Nach Entführung von Vietnamesen: Fast vier Jahre Haft für Helfer

Trinh Xuan Thanh war 2016 nach Deutschland gekommen und hatte politisches Asyl beantragt.

Rund ein Jahr nach der spektakulären Entführung eines vietnamesischen Geschäftsmannes in Deutschlands Hauptstadt Berlin ist ein Tathelfer zu einer Haftstrafe von drei Jahren und zehn Monaten verurteilt worden. Das Kammergericht in Berlin sah es in seinem Urteil vom Mittwoch als erwiesen an, dass der 47-jährige Vietnamese das Entführungs-Auto in Prag gemietet, nach Berlin gebracht und später wieder zurückgefahren hatte. Zudem habe er Tatspuren beseitigt.

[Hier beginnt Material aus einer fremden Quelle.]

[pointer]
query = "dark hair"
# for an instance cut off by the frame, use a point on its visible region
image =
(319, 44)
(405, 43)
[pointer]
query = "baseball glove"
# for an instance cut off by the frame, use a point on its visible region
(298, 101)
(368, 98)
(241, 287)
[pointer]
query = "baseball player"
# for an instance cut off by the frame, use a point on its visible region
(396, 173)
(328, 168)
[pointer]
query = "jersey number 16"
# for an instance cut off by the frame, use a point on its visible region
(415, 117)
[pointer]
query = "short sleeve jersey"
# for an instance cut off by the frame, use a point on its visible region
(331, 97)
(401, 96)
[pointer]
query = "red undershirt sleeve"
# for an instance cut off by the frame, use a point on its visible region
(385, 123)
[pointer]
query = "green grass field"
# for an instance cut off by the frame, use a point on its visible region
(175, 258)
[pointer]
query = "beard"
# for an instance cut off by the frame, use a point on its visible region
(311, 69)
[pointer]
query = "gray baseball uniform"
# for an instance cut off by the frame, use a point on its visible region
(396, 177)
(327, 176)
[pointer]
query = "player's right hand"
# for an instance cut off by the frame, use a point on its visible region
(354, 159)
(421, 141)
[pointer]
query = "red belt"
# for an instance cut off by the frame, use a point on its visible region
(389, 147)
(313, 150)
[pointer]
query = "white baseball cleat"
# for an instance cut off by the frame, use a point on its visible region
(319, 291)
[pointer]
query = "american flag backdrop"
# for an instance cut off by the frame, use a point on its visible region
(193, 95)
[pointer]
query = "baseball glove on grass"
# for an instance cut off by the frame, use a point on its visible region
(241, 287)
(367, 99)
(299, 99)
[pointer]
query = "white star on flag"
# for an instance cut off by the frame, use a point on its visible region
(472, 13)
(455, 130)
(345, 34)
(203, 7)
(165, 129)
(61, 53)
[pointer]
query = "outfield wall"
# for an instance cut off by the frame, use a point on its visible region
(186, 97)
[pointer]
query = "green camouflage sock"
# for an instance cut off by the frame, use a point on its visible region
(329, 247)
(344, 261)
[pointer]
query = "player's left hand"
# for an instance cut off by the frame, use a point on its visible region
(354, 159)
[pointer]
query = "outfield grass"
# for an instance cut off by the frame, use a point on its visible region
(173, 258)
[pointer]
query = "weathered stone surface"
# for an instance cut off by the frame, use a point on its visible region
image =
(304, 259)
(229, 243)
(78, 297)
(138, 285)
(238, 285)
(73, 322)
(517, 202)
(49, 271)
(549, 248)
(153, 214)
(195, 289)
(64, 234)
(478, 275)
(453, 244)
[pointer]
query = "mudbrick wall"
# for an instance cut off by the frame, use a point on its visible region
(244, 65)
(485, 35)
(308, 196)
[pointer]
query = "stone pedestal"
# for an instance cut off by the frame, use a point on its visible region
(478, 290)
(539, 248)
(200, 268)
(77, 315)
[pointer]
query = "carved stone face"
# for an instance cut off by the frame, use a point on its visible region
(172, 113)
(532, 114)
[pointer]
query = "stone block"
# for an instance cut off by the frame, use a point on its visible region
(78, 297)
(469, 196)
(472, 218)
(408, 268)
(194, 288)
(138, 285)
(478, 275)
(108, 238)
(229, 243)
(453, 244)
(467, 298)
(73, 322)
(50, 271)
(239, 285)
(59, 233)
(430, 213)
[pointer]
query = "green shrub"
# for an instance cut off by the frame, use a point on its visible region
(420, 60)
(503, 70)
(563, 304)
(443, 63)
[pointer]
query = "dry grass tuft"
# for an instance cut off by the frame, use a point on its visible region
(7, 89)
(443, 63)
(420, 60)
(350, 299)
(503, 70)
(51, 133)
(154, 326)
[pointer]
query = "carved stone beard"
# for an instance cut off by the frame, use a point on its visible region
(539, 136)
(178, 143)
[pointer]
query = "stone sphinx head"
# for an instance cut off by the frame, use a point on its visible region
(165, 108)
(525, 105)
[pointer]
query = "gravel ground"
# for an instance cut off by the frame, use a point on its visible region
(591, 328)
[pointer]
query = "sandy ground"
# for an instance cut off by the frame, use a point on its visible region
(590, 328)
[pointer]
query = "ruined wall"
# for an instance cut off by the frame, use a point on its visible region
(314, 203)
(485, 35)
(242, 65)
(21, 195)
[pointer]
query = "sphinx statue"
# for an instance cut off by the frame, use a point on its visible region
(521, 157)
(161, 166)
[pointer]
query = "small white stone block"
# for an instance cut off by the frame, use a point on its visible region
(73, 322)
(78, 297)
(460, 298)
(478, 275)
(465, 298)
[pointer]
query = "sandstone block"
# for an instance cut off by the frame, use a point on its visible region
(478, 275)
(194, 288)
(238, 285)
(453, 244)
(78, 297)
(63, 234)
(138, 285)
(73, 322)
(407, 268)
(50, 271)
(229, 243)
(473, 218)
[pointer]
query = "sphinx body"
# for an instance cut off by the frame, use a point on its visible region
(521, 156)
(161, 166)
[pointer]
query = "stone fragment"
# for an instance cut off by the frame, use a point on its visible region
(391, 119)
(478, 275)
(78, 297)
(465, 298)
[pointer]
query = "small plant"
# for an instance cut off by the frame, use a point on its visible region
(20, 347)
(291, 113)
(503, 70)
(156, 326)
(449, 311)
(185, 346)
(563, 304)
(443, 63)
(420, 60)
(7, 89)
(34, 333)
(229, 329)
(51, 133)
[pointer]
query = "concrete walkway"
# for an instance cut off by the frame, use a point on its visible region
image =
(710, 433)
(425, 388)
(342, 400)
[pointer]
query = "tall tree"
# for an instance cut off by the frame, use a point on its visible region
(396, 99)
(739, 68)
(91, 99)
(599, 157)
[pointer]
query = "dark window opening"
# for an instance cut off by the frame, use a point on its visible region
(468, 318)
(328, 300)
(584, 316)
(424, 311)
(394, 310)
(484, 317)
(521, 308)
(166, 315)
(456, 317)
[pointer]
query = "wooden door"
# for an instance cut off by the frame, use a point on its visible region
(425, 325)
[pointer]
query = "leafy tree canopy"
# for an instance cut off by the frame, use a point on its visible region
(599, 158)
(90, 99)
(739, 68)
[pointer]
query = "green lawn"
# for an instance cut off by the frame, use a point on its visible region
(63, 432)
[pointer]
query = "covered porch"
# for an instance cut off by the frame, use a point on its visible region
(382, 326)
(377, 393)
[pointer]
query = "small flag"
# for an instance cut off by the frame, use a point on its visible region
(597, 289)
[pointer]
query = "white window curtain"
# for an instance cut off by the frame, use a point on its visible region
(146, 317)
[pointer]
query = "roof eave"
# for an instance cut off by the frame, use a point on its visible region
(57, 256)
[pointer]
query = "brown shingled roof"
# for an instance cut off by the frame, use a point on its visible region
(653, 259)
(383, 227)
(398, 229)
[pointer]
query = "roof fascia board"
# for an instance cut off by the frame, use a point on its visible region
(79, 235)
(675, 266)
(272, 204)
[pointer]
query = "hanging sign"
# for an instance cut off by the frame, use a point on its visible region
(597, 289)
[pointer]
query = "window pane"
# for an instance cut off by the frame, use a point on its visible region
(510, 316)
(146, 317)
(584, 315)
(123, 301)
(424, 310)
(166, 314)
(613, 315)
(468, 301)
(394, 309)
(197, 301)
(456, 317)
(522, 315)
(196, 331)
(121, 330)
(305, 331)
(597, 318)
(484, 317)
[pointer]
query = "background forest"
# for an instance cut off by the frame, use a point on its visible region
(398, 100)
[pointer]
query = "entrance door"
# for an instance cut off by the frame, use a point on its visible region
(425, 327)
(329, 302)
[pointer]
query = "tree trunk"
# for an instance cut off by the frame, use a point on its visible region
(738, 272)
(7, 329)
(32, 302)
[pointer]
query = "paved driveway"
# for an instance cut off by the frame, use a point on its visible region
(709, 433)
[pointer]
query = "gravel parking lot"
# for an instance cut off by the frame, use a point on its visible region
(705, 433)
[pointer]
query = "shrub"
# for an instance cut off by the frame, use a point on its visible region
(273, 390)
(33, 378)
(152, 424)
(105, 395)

Der entführte Trinh Xuan Thanh, ein früherer Vorstandschef eines staatlichen Baukonzerns und ehemaliger kommunistischer Funktionär, war in Berlin ausgespäht und dann am 23. Juli 2017 am helllichten Tag im Tiergarten zusammen mit seiner Geliebten in einen Transporter gezerrt, in die vietnamesische Botschaft gefahren und nach Vietnam gebracht worden. Die Bundesanwaltschaft sieht darin ein "staatlich organisiertes Kidnapping" des vietnamesischen Geheimdienstes.

Lebenslange Haft

In Vietnam wurde Trinh Xuan Thanh wegen Korruption und Misswirtschaft in zwei Verfahren jeweils zu lebenslanger Haft verurteilt. Er war 2016 nach Deutschland gekommen und hatte politisches Asyl beantragt. Der Fall belastet die Beziehungen beider Länder.

Der jetzt Verurteilte habe von den Plänen des vietnamesischen Geheimdienstes gewusst, jedoch nicht zur obersten Kommandoebene gehört, hieß es im Urteil. Er sei der Beihilfe zur Freiheitsberaubung und geheimdienstlichen Agententätigkeit schuldig. Der Angeklagte hatte die Vorwürfe zugegeben, das Gericht hatte dafür ein vergleichsweise mildes Urteil in Aussicht gestellt. Mit dem Strafmaß entsprach das Gericht der Forderung der Bundesanwaltschaft.